Segunda-feira 03 de Outubro de 2016.

Por Beatriz Olivon | De Brasília

Sérgio Kukina: voto pela manutenção de decisão do TRF da 3ª Região

Os ministros do Superior Tribunal de Justiça (STJ) julgaram na semana passada uma das mais antigas disputas de terras no país. Porém, ainda sem dar uma definição para o processo, ajuizado em 1958. A área em questão é a que abriga o Aeroporto Campo de Marte, que funciona na cidade de São Paulo desde 1920.

O caso foi levado à 1ª Seção, que negou reclamação do município de São Paulo e deixou a posse da área com a União até que um recurso seja analisado pelo Supremo Tribunal Federal (STF). A prefeitura ingressou com a reclamação contra decisão de segunda instância que suspendeu entendimento favorável da 2ª Turma do STJ.

O espaço, na zona norte da capital paulista, foi cedido ao município pelo Estado, como terra devoluta. Em 1912, teve destinação pública e passou a ser ocupado pelo corpo da cavalaria militar e, posteriormente, pela aviação bélica paulista durante a Revolução Constitucionalista de 1932. Foi nessa ápoca que o terreno passou à União.

Negociações posteriores para a devolução não tiveram sucesso, o que levou o município a propor ação possessória, com pedido subsidiário de indenização. Para a União, pelo fato de a área ter sido confiscada dos jesuítas, não poderia ser considerada devoluta.

Ao analisar o caso em 2008, a 2ª Turma do STJ determinou a devolução do processo a instâncias inferiores para realização de perícia - separando o que é ocupado pelo aeroporto, que permaneceria com a União mediante indenização, do restante da área, que ficaria com a Prefeitura de São Paulo. Uma decisão do Tribunal Regional Federal (TRF) da 3ª Região, porém, suspendeu a determinação do STJ, sob o argumento de que havia recurso extraordinário pendente no STF.

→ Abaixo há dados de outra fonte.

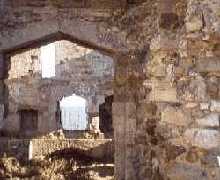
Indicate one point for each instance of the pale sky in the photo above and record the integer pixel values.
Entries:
(47, 56)
(73, 101)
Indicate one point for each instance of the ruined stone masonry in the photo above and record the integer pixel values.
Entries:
(166, 89)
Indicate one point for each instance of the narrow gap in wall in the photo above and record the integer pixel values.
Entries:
(47, 57)
(73, 113)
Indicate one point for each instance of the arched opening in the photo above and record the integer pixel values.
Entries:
(59, 87)
(45, 77)
(73, 113)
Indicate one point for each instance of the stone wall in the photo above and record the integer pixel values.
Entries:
(79, 70)
(20, 148)
(96, 148)
(166, 92)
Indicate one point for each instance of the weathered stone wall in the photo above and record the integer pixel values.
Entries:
(166, 92)
(97, 148)
(79, 70)
(20, 148)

Diante da impossibilidade de começar a perícia, o município de São Paulo recorreu, então, ao STJ, por meio de uma reclamação. Na ação, o município alegou que recurso extraordinário não tem efeito suspensivo e pediu a suspensão de toda e qualquer decisão judicial que pudesse impedir a devolução de parte da área do Campo de Marte - não utilizada pelo aeroporto.

Ao analisar o caso, a maioria dos ministros da 1ª Seção do STJ decidiu manter decisão monocrática do TRF, seguindo o voto do relator, ministro Sérgio Kukina. "O STJ havia determinado que o processo voltasse à apreciação pelo TRF. Por isso, não vejo incompatibilidade", afirmou.

O ministro Napoleão Nunes Maia Filho foi o único a divergir. Para Napoleão, a área deveria ser prontamente entregue ao município, em obediência ao comando do STJ, uma vez que, segundo a decisão, a União não teria o domínio.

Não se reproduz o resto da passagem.